21 Temmuz 2008 Pazartesi

BÖYLE DOSTLUK DÜŞMAN BAŞINA!

BÖYLE DOSTLUK, DÜŞMAN BAŞINA!

Hırant Dink’in cenazesinin kaldırıldığı günün akşamıydı ve bazılarının kendilerini “Hepimiz Ermeniyiz” diye tanımladığı dönemdi. Mehmet Ali Birand, Kanal D ekranına çıkmış, şöyle diyordu: “Erivan, Türk halkının yaptığı empatiden, gösterdiği samimi üzüntüden öylesine etkilendi ki; ön koşulsuz olarak Türkiye ile masaya oturmaya karar verdi.”

İzleyicilerden kaçı, Erivan’ın Ermenistan’ın başkenti olduğunu biliyordu, kuşkuluyum ama halkın büyük çoğunluğunun bu “ön koşullar” konusunda hiçbir şey bilmediğine işte o akşamdan sonra inandım.
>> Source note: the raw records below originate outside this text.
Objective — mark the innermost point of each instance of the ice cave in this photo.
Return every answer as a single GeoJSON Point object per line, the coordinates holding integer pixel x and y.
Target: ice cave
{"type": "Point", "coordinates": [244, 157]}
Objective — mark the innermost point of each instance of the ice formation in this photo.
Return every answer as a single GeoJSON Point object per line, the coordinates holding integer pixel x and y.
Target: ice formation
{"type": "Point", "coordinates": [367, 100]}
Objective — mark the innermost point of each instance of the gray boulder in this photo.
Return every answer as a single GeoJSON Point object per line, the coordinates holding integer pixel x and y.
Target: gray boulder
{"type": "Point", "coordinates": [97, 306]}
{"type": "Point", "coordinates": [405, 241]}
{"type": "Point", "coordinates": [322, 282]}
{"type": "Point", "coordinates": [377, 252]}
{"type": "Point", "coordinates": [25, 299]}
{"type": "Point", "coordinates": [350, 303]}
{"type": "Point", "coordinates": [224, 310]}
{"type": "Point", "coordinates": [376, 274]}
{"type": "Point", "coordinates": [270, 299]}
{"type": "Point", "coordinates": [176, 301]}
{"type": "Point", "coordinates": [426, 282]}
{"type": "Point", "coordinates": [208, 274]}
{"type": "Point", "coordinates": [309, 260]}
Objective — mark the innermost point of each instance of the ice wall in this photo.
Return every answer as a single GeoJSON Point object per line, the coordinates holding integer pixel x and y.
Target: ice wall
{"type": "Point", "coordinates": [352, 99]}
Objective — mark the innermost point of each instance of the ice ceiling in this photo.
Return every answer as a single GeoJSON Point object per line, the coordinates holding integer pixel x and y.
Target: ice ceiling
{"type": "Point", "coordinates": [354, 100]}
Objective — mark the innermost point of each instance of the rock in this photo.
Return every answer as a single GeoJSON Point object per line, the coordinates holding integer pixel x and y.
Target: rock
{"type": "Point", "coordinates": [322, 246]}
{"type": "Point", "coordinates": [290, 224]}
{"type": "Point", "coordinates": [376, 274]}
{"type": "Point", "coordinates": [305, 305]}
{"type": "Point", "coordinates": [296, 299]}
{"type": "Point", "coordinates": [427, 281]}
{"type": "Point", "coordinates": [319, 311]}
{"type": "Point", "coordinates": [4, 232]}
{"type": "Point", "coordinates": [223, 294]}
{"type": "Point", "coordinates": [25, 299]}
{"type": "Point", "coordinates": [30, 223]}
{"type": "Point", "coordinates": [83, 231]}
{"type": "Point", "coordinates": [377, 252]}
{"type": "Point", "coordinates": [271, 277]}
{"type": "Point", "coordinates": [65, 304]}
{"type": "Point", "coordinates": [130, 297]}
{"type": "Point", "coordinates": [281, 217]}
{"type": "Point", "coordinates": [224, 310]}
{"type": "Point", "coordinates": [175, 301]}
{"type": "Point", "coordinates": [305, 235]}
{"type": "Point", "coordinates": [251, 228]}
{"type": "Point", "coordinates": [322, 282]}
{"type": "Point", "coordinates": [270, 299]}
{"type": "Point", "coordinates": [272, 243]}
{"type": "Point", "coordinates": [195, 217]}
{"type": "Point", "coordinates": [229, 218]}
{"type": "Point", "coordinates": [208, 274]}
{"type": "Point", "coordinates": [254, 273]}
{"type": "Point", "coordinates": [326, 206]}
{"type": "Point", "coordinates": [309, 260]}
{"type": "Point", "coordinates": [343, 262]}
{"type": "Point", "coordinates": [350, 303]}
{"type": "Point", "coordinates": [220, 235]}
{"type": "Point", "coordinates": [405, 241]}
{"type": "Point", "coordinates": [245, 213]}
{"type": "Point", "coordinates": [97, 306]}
Eğer bilselerdi, kandırmacanın bu kadarına dayanamaz, aptal yerine konmayı, kendilerine yediremezlerdi. Oysa yukarıdaki cümleler hiç tepki görmedi, bazı kesimlerde dostluk sağlar ümidi ile memnuniyet bile yarattı.

Aradan 1,5 sene geçti. Bugün gazete manşetlerinden öğreniyoruz ki, Türkiye ve Ermenistan yetkilileri gizli gizli buluşup, görüşmüşler. Sonra Çankaya’ya maç davetleri gönderilmiş, bir yakınlık, bir yakınlık, sormayın gitsin.

Ermenistan’ın yeni Cumhurbaşkanı, Türkiye ile ilişkileri normalleştirmekten söz ediyor ve “Türk – Ermeni sınırının açılmasını sağlamak için Türk devleti ve halkına yeni bir diyalog öneriyorum” diyor.

Güzel! Peki, ön koşullar ne olacak?

Ön koşul yok!

Öyle ise değişen ne?

Ermenistan Cumhurbaşkanının adı dışında hiçbir şey.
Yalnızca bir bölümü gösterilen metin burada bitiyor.